Brand in Issum : Feuer auf Hof - Feuerwehr im Großeinsatz

Am Sonntagabend ist ein leerstehender Hof in Issum abgebrannt. Das Wohnhaus und Ställe standen in Flammen. 108 Feuerwehrleute waren stundenlang im Einsatz und retteten einen eingesperrten Hund aus dem Gebäude.

Es sind erschreckende Szenen, die sich in Issum abgespielt haben. Die Flammen schlagen aus den Fenstern, das Dach ist bereits eingestürzt, das Feuer wandert von Haus zu Haus. Am späten Sonntagabend ist ein Feuer auf einem Hof an der Niederwalder Straße ausgebrochen und hat dort mehrere Gebäude zerstört.

Der Notruf ging bei der Feuerwehr gegen 23.40 Uhr ein, wie die Polizei mitteilte. Als die Einsatzkräfte eintrafen, stand das komplette Bauernhaus in Vollbrand, berichtet ein Sprecher der Feuerwehr Issum am darauffolgenden Morgen. Nicht nur das Wohnhaus, sondern auch die angrenzenden Stallungen brannten lichterloh. Beinähe hätten die Flammen auf eine angrenzende Gerätehalle übergegriffen, doch das konnte noch von der Feuerwehr verhindert werden.

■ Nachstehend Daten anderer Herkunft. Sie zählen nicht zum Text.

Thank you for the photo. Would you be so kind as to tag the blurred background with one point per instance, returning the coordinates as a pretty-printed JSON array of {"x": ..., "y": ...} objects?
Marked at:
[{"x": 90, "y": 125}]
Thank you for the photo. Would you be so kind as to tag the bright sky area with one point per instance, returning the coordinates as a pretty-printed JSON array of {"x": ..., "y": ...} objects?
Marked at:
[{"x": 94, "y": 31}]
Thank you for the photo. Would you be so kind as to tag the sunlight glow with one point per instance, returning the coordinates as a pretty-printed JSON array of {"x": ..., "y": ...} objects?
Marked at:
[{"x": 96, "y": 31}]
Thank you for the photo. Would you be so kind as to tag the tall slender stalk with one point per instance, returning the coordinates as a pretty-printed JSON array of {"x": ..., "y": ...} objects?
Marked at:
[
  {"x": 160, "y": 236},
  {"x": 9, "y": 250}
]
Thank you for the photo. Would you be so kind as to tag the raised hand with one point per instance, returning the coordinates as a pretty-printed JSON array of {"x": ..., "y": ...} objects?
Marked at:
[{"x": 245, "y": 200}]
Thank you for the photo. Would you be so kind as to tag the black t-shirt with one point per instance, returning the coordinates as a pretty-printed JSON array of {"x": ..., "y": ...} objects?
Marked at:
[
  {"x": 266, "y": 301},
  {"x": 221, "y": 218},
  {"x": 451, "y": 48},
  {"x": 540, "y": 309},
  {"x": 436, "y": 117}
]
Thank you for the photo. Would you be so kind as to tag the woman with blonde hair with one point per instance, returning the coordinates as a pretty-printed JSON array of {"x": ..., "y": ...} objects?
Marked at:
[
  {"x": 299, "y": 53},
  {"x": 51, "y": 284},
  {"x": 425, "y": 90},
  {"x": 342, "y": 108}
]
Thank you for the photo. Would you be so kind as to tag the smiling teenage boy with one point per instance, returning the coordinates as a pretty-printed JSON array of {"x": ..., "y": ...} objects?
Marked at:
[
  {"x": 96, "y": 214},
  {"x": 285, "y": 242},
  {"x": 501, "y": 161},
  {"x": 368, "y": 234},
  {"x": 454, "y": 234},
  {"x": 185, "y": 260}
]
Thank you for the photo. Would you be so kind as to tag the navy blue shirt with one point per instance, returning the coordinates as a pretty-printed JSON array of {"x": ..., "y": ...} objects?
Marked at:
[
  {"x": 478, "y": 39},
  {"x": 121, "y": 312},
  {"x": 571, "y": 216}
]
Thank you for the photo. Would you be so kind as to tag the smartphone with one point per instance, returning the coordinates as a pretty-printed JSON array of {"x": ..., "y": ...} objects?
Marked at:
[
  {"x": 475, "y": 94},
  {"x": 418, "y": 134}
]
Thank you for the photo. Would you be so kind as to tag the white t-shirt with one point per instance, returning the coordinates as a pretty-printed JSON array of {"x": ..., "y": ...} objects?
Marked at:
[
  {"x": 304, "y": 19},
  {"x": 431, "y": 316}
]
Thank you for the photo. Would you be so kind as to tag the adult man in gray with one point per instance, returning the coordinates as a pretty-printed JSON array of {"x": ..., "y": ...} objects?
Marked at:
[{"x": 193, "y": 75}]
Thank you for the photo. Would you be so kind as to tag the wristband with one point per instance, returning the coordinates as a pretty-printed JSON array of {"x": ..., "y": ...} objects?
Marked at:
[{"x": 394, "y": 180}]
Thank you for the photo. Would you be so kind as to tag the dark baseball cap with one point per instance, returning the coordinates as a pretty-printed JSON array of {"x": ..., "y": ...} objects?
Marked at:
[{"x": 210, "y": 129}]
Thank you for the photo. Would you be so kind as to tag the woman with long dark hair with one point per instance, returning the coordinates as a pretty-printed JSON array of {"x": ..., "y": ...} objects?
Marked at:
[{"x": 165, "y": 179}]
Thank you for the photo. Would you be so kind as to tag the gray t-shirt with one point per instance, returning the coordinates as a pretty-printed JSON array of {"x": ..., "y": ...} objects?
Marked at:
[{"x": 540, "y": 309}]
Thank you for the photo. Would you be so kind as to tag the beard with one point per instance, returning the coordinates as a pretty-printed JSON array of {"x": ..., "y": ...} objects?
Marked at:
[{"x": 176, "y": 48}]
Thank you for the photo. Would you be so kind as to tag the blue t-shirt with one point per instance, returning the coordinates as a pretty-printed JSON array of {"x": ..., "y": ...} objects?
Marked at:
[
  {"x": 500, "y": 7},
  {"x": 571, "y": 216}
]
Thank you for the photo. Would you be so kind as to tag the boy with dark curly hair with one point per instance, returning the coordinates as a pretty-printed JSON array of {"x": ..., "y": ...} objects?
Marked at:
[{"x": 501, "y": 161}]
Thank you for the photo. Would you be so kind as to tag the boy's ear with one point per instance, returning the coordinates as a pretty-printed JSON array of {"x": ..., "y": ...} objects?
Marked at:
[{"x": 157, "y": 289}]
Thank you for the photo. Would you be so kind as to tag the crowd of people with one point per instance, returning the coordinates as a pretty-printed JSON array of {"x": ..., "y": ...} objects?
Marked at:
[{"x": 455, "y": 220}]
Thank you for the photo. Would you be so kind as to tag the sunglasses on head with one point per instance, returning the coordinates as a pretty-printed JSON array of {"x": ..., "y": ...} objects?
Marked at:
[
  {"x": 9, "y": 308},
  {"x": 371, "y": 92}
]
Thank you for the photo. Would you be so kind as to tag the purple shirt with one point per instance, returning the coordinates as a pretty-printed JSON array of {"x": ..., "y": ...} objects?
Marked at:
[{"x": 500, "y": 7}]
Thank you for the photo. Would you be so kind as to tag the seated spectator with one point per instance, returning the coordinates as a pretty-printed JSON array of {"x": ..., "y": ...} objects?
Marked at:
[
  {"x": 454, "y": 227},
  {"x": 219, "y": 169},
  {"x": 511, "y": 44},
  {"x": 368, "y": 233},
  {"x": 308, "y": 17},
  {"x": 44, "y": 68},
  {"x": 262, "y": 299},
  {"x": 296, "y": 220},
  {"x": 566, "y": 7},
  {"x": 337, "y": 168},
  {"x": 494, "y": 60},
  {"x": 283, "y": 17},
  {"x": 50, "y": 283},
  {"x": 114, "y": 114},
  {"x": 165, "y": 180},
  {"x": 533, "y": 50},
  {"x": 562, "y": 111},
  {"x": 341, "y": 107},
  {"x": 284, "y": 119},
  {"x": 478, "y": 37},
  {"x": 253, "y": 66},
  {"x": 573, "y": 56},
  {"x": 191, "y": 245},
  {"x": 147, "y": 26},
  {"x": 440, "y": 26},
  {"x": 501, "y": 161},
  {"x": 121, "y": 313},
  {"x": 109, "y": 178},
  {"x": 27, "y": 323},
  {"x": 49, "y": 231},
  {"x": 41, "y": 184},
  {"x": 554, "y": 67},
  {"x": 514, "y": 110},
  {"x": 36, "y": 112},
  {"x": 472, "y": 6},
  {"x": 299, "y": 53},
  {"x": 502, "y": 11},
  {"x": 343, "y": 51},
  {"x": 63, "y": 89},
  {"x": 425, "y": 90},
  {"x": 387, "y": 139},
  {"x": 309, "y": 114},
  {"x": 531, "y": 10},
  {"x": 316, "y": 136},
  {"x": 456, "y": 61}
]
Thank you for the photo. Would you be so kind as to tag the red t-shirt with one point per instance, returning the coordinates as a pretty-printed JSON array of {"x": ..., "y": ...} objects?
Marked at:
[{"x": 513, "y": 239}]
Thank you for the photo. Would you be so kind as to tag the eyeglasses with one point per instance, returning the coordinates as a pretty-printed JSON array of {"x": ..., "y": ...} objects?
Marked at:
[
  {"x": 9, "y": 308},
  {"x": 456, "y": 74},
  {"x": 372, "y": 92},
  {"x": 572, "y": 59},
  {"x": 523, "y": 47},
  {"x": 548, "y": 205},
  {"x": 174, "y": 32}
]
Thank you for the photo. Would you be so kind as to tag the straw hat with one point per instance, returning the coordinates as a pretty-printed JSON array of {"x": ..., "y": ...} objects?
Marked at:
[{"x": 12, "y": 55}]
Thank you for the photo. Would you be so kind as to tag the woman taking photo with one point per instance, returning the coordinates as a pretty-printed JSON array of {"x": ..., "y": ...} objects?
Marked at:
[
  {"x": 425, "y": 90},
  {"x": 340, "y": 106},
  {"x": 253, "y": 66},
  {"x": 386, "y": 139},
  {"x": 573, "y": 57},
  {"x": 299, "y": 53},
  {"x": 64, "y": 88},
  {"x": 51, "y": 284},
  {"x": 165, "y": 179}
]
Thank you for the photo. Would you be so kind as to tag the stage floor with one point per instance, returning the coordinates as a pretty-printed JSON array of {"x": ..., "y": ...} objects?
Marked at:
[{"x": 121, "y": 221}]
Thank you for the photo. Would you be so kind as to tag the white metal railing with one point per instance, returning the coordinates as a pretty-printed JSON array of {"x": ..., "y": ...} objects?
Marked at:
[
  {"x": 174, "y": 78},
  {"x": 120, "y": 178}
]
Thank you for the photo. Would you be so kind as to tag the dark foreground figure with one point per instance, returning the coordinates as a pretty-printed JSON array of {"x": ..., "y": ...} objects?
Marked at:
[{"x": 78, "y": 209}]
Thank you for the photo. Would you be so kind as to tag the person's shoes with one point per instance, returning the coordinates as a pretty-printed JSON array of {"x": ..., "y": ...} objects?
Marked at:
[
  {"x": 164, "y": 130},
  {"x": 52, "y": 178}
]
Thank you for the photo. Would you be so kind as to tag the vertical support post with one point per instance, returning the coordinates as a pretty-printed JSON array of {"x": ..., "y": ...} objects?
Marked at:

Der Hof stand zum Brandzeitpunkt leer, da sich der Bewohner derzeit im Krankenhaus befindet. Ein Hund, der offenbar in den vergangenen Tagen regelmäßig von einem Verwandten des Bewohners versorgt wurde, war jedoch in den schon teilweise eingestürzten Stallungen eingeschlossen. Das Tier konnte unverletzt von den Feuerwehrleuten gerettet werden.

Insgesamt waren 108 Einsatzkräfte mit 21 Fahrzeugen vor Ort. Die Feuerwehren aus Issum und Sevelen wurden von Löschzügen aus Kamp-Lintfort, Sonsbeck und Geldern unterstützt. Verletzt wurde bei dem Einsatz niemand. Die Versorgung mit Löschwasser gestaltete sich dem Sprecher zufolge schwierig. Das Wasser musste über längere Wegstrecken von Löschwasserbrunnen der Nachbargemeinden und Nachbarhöfe an die Brandstelle verlegt werden. Die Feuerwehr Kamp-Lintfort brachte zudem 20.000 Liter Wasser mit.

Die Löscharbeiten zogen sich über den gesamten Montagvormittag hinweg. Zudem wurden Straßen an dem Hof gesperrt. Die Sperrungen wurden erst um 9.30 Uhr wieder aufgehoben. Den Sachschaden schätzt die Polizei auf etwa 300.000 Euro. Eine Gefahr für die umliegenden Häuser habe nicht bestanden. Am Montag hat die Kriminalpolizei die Ermittlungen zur Brandursache aufgenommen. Was das Feuer ausgelöst haben könnte, ist derzeit noch völlig unklar.

Stutzig macht allerdings, dass zur gleichen Zeit ein Hof am Doelenweg in Haffen-Mehr in Rees in Flammen stand. Eine Scheune, in der Strohlballen gelagert waren, war in Brand geraten. Das Feuer griff auch auf das Wohnhaus über und zerstörte beide Gebäude komplett. Die Bewohner des Nachbarhofes hatten den Brand gegen 20.15 Uhr entdeckt und die Feuerwehr gerufen. Die Einsatzkräfte ließen die Gebäude kontrolliert herunterbrennen. Verletzt wurde bei dem Brand niemand. Auch hier ermittelt die Kriminalpolizei wegen der noch ungeklärten Brandursache.

Großbrand in Issum. Dort steht ein leer stehendes Gehöft in Vollbrand. Die Wasserversorgung war schwierig. Meterhohe Flammen schlugen aus dem Gebäude. Weitere Bilder mit mehr Flammen folgen. Foto: Schulmann

Ob ein Zusammenhang zwischen den Feuern in Issum und Rees besteht, ist nach Angaben der Polizei noch völlig unklar.